Discussions

Ask a Question
Back to All

Monthly Patterns - Foot Traffic CBG column reliability

Specifically, I have questions about the following columns: visitor_home_cbgs and visitor_daytime_cbgs. I would like to clarify the definitions of the "home city" and "home CBG" fields, as well as understand how these fields are censored.

I've noticed that in many cases, the counts for each CBG are either set to "4" or are repeated, which raises some questions about how the visit counts are being censored or if values are reliable. I would appreciate any additional details on the censoring or noise mechanism used for these fields.

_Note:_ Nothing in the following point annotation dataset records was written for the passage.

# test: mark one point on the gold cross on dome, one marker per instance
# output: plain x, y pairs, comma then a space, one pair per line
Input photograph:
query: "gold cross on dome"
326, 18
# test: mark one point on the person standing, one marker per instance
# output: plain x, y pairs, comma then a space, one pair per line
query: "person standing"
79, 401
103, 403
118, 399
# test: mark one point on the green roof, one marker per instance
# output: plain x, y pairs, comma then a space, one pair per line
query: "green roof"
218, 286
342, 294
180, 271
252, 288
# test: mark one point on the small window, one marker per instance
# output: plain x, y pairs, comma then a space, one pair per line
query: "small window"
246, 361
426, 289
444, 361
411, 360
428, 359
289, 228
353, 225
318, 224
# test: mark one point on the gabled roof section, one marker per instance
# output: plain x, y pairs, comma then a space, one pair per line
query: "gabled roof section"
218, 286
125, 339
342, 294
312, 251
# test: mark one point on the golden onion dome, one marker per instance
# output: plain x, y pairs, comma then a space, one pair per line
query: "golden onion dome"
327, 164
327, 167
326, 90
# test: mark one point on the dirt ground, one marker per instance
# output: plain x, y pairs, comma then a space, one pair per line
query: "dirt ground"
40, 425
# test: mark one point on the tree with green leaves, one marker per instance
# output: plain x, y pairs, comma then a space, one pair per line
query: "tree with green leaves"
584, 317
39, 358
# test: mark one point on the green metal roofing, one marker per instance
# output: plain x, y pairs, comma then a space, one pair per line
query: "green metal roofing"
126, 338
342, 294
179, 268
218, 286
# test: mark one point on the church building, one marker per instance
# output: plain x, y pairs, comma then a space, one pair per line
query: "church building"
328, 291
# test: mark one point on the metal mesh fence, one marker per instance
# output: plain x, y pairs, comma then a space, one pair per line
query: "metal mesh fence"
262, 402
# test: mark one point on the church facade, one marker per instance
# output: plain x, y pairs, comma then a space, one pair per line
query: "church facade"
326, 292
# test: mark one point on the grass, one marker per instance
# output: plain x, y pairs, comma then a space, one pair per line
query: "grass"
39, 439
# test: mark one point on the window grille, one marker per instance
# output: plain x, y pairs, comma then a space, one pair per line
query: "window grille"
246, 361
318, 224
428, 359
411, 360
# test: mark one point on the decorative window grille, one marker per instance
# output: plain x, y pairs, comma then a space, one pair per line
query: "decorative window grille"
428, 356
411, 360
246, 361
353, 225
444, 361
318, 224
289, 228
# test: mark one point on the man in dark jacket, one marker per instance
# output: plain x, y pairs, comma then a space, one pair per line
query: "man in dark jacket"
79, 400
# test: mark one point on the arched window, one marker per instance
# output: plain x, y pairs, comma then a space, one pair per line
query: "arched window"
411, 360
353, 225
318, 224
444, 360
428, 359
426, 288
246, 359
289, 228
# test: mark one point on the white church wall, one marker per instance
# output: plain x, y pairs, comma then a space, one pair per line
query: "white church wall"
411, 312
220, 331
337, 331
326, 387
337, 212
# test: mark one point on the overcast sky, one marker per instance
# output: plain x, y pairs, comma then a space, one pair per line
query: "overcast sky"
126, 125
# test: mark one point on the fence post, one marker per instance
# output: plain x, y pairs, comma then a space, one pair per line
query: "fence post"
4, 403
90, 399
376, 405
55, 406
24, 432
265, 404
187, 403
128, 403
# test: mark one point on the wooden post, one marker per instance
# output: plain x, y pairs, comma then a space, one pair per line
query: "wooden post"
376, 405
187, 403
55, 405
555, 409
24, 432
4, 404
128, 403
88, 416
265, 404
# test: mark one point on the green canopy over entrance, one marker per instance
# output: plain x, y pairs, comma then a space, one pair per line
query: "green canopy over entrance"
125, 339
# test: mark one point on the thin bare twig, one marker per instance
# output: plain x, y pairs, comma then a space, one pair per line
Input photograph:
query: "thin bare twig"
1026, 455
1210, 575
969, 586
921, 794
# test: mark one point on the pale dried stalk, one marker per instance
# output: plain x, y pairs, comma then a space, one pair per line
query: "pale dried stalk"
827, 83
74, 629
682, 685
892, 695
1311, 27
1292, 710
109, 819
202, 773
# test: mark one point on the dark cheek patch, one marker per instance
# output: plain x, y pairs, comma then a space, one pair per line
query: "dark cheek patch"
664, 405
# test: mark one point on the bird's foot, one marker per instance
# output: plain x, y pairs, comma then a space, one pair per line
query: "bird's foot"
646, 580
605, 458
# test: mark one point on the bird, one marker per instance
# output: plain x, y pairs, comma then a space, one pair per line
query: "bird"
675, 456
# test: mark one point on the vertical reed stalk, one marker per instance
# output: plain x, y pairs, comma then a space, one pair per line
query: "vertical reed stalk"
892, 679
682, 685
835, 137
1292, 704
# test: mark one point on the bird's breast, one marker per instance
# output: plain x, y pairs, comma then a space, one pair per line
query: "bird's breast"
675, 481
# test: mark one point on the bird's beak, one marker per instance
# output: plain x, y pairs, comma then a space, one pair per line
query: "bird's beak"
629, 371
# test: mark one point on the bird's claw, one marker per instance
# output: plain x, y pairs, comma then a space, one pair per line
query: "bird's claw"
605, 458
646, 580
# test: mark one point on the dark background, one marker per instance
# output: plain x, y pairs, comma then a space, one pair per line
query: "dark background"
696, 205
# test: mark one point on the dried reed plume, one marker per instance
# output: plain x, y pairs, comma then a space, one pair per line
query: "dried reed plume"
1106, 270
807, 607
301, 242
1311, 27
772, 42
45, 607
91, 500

Here are the specific issues we’ve observed:

Repeated Visitor Counts:

We have noticed instances of repeated counts in visitor home CBGs. For example, in one case (t=92, San Ho Won), there are four different CBGs, each with exactly 37 visits and no other CBGs with counts higher than 1. It seems unlikely that such evenly distributed counts are accurate. This raises concerns about potential double-counting or uncertainty in assigning visits to specific CBGs. Could you clarify if such patterns reflect a data processing issue or methodological approach?

Sparsity and Truncation:

Many restaurant-month pairs lack visitor CBG data entirely, while others show data for only a handful of CBGs. Some states like Newyork have more coverage and some states like California has very few CBGs for each location. Additionally, many observations are censored at 2-4 visits recorded as 4. This sparsity and truncation make the data challenging to interpret and limit its utility for geographic analysis. Could you provide more information on the underlying data panel's coverage, the handling of low-frequency CBGs, and whether CBGs with only 1 visit are excluded?